Le principe de primauté du droit de l’UE a été proclamé expressément dans un article du Traité constitutionnel européen… non adopté suite aux refus de la France et des Pays-Bas. Dans son ouvrage, Melchior Wathelet souligne que si la phrase du Traité constitutionnel proclamant ce principe a disparu du Traité de Lisbonne, les Etats membres ont adopté une déclaration annexe indiquant que rien n’était changé au principe de primauté du droit européen proclamé par la Cour de Justice. « Il existe une certaine schizophrénie de la part des Etats : ils acceptent la primauté du droit européen et la jurisprudence de la Cour de justice à cet égard… mais comme ça les gêne encore un peu, ils refusent de le dire ouvertement, et préfèrent placer cela dans une déclaration annexée au traité de Lisbonne (2) alors que les déclarations sont des textes purement politiques, sans force juridique obligatoire, même si, lorsqu’elles sont signées par tous les Etats, elles indiquent politiquement une volonté commune claire ».

De nombreux arrêts de la Cour de justice ont des conséquences importantes dans la vie quotidienne des citoyens européens : égalité de traitement et droits sociaux, libre prestation des services, droit de séjour, etc. En 1991, dans l’arrêt Francovich, elle affirme une notion fondamentale : la responsabilité d’un Etat envers les particuliers pour les dommages qu’ils auraient subis suite à une violation du droit européen par cet Etat. Depuis lors, les citoyens européens peuvent intenter une action en réparation contre l’Etat coupable d’une telle négligence. Un grand nombre d’arrêts concerne le domaine de la libre circulation des personnes. L’un des plus célèbres est l’arrêt Bosman, dans lequel la Cour indique que le sport professionnel est une activité économique qui ne peut être entravée par des règles entravant le transfert international des joueurs ou limitant le nombre de joueurs ressortissants d'autres Etats membres.

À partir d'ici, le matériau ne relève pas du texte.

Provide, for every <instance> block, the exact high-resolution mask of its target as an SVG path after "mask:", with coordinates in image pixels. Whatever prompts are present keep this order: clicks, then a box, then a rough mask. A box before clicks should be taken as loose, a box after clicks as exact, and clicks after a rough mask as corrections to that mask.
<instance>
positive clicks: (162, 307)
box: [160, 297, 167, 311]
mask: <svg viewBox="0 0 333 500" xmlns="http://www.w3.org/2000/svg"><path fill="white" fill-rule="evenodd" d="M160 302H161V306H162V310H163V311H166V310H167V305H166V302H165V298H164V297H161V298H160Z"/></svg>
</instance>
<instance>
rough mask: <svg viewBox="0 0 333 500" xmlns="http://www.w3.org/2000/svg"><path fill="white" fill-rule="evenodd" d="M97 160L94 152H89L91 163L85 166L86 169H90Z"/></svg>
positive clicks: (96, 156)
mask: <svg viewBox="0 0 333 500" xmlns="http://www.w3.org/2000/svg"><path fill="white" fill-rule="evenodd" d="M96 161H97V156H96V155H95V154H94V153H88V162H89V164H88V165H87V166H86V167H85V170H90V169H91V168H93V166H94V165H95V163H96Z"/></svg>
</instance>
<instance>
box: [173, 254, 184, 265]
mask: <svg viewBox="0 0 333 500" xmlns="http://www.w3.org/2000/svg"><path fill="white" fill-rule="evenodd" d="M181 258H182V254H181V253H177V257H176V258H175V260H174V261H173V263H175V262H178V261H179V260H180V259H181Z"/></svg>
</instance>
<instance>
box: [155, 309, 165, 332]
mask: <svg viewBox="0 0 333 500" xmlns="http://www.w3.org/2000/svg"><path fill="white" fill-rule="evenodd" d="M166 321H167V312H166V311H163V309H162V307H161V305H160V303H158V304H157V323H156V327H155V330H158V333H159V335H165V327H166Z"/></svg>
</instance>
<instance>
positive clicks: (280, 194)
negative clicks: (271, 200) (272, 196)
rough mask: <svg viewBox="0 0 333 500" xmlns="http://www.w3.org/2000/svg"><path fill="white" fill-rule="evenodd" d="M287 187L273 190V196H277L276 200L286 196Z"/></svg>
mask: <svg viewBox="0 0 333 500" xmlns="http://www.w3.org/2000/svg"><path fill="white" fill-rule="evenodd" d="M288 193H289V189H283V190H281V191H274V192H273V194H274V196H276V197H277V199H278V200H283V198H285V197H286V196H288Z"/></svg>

Une amende de 10 millions d’euros pour la Belgique

Les Etats qui ne transposent pas correctement les directives européennes dans leur législation nationale peuvent être poursuivis devant la Cour de Justice par la Commission européenne (à travers une procédure dite de « manquement »). Il arrive souvent qu’une première condamnation en manquement n’incite guère les Etats à se conformer au droit européen, dans la mesure où elle n’est assortie d’aucune sanction. Depuis 1992, les Etats qui persistent à ignorer le droit européen peuvent être sanctionnés financièrement par une condamnation en « double manquement » prononcée par la Cour de Justice. Plusieurs Etats ont été condamnés à de lourdes astreintes ou amendes : la Grèce, l’Espagne, la France, le Portugal, l’Italie, l’Irlande, le Luxembourg et pour la première fois la Belgique le 17 octobre 2013. Dans un premier arrêt du 8 juillet 2004, la Cour avait constaté que la Belgique enfreignait une directive de 1991 relative au traitement des eaux urbaines résiduaires. Les progrès réalisés par les Régions (compétentes en cette matière) n’étant pas été assez rapides, la Belgique a été condamnée en 2013 à payer au budget de l’UE la somme de 10 millions d’euros, ainsi qu’une astreinte de 859.404 euros par semestre de nouveau retard dans la mise en œuvre du programme d’épuration des eaux urbaines résiduaires.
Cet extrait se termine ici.